# Is there an Orinthologist in the house?



## Kevin (Sep 18, 2014)

That's a bird expert not someone who works on your mouth. We have had a rock pigeon adopt us. It's been staying on our porch for 3 days. It has tags on both legs. One had a number on it but the last number was blurry. We looked up what numbers that were legible and it appears this may be registered with the American Racing Pigeon program . . . . 


 



 

We need to catch it again and try to get the rest of the numbers figured out. One band was green with no writing - it looks like it might be an RFD chip. The other was yellow with AU 2014 OKM 0282 we think it was released in Oklahoma City. 

It is happily on the porch eating the bird seed we gave it. Anyone have a clue what this is all about?


----------



## eaglea1 (Sep 18, 2014)

Thats pretty cool, we have a number of those pigeon racers here, and they can make some big coins with their races.
I'm sure that once you have the numbers, someone will figure out whose bird it is..I will give them the numbers and
see what they have to say..

Reactions: Like 1 | Thank You! 1


----------



## Tclem (Sep 18, 2014)

I'm a goober ologist so I can't help you this time but very cool

Reactions: Funny 1


----------



## SENC (Sep 18, 2014)

Pull!

Reactions: Funny 7


----------



## eaglea1 (Sep 18, 2014)

They said right away, that it was released from Ok like you thought, but they can't tell me anymore until tomorrow

Reactions: Thank You! 1


----------



## SENC (Sep 18, 2014)

Keller spy pigeon, honing in on the magic forest?

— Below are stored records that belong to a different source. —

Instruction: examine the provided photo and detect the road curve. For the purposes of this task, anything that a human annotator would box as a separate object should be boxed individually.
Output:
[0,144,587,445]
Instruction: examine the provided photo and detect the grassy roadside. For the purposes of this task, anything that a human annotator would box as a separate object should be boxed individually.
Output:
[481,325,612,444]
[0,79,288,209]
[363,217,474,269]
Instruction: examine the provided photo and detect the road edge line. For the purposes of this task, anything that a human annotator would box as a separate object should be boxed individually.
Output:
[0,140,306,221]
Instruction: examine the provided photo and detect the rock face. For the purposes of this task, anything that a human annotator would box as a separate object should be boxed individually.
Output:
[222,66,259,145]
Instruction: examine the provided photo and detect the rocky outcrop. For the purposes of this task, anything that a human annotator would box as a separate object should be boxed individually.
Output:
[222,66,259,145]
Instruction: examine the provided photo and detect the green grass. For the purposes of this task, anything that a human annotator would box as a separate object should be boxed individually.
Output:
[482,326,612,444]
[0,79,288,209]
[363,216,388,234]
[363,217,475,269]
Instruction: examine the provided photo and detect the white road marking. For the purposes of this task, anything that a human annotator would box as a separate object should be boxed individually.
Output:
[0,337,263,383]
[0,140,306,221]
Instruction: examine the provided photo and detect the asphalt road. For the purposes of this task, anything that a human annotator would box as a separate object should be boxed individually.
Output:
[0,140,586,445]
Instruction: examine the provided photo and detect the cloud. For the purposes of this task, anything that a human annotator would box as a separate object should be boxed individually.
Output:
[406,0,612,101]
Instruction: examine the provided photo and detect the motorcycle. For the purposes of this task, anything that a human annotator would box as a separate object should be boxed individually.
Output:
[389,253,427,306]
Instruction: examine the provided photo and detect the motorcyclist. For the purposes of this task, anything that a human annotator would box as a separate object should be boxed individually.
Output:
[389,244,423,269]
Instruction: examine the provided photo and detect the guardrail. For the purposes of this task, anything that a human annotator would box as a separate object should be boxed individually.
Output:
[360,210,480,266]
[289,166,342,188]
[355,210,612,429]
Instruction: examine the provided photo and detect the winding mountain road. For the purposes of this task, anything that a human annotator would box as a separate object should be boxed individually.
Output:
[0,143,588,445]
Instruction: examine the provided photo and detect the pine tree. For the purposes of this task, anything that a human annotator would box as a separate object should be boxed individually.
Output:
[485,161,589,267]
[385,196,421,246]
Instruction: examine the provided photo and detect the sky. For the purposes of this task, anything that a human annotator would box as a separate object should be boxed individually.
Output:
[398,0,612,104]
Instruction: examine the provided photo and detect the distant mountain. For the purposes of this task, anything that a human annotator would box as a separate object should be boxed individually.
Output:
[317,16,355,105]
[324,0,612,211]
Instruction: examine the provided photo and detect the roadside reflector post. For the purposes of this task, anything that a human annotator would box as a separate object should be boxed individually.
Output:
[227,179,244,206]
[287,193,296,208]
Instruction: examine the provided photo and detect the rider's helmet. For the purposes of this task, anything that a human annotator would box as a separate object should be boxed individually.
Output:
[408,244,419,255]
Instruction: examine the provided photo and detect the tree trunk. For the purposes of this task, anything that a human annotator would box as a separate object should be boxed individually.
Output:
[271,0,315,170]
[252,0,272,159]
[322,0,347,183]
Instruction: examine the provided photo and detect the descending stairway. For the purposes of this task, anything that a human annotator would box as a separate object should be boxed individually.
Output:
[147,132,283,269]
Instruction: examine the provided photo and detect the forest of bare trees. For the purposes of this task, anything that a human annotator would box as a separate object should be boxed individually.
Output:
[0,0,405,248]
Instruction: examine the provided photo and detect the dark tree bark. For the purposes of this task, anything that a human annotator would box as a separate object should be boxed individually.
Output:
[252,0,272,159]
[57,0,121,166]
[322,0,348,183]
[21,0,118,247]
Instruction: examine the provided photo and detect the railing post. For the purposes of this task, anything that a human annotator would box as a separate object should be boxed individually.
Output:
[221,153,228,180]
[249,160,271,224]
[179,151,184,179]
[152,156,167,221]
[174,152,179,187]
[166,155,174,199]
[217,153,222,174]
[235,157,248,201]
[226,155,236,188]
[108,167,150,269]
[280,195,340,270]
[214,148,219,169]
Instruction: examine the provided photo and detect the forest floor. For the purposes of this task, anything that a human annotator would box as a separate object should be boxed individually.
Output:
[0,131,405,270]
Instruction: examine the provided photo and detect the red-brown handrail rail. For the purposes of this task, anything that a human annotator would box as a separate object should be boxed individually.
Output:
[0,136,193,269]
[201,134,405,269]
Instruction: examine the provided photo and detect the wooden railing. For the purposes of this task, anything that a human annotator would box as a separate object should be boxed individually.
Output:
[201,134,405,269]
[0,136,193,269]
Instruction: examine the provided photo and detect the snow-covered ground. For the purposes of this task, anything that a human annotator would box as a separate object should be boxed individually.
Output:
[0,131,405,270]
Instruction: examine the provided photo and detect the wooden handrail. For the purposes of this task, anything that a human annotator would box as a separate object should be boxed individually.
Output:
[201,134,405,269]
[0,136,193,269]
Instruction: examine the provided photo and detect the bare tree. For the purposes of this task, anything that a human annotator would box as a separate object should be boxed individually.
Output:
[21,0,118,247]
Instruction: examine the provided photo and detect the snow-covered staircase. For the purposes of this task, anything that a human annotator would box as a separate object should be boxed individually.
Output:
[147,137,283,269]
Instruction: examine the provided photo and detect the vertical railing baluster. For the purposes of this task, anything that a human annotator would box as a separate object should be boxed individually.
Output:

Amazon prime same day courier pigeon?

Reactions: Agree 1 | Funny 5


----------



## Schroedc (Sep 18, 2014)

Maybe it's one of those new life like drones the shadow gov't is using to spy on your magic forest......


----------



## DKMD (Sep 18, 2014)

When I saw the first picture, I thought of a caption... "Look... When I squeeze it, the eyes get really big!"

Reactions: Funny 3


----------



## Nature Man (Sep 18, 2014)

Might be able to explore this through the pigeon racing organization. Here is their Web site: www.pigeon.org
Chuck

Reactions: Informative 1


----------



## Kevin (Sep 18, 2014)

Randy thanks for the info. I called the guy but his voice mail is not set up (neither is mine so it serves me right) so I sent a email with the link to this thread. I'll keep y'all updated this is kinda cool. It's happy to sit perched on our porch and eat the birdseed, but we cannot let opur dogs out of their pens for their daily run or they will kill it. Cleo runs loose on our property but she is trained not to kill birds, and she actually let's the remaining chicken sleep next to her. So far the pigeon hasn't adopted Cleo but if she does, she will be safe with her. The other 4 dogs would eat it immediately!

Reactions: Like 1


----------



## Tclem (Sep 18, 2014)

So if I come hang out on your porch will you feed me also

Reactions: Like 1 | Funny 1 | Useful 1


----------



## eaglea1 (Sep 18, 2014)

Tclem said:


> So if I come hang out on your porch will you feed me also


He would if you like squab

Reactions: Funny 3


----------



## kweinert (Sep 18, 2014)

eaglea1 said:


> He would if you like squab



Or birdseed.

Reactions: Funny 1


----------



## eaglea1 (Sep 18, 2014)

Just found out some things about those racers. They can range in price from $0.00 to as much as
$10k for a Belgium racing bird...Lot a money for feathers...

Reactions: Informative 1


----------



## kweinert (Sep 18, 2014)

Kevin, you should pluck a feather or two, cast them into a pen and send it home with the bird as a memento of its trip :)

Reactions: Funny 2


----------



## Kevin (Sep 18, 2014)

Tclem said:


> So if I come hang out on your porch will you feed me also



No, I will turn the other 4 dogs loose and feed them . . . . . .

Reactions: Funny 6


----------



## Kevin (Sep 18, 2014)

eaglea1 said:


> Just found out some things about those racers. They can range in price from $0.00 to as much as
> $10k for a Belgium racing bird...Lot a money for feathers...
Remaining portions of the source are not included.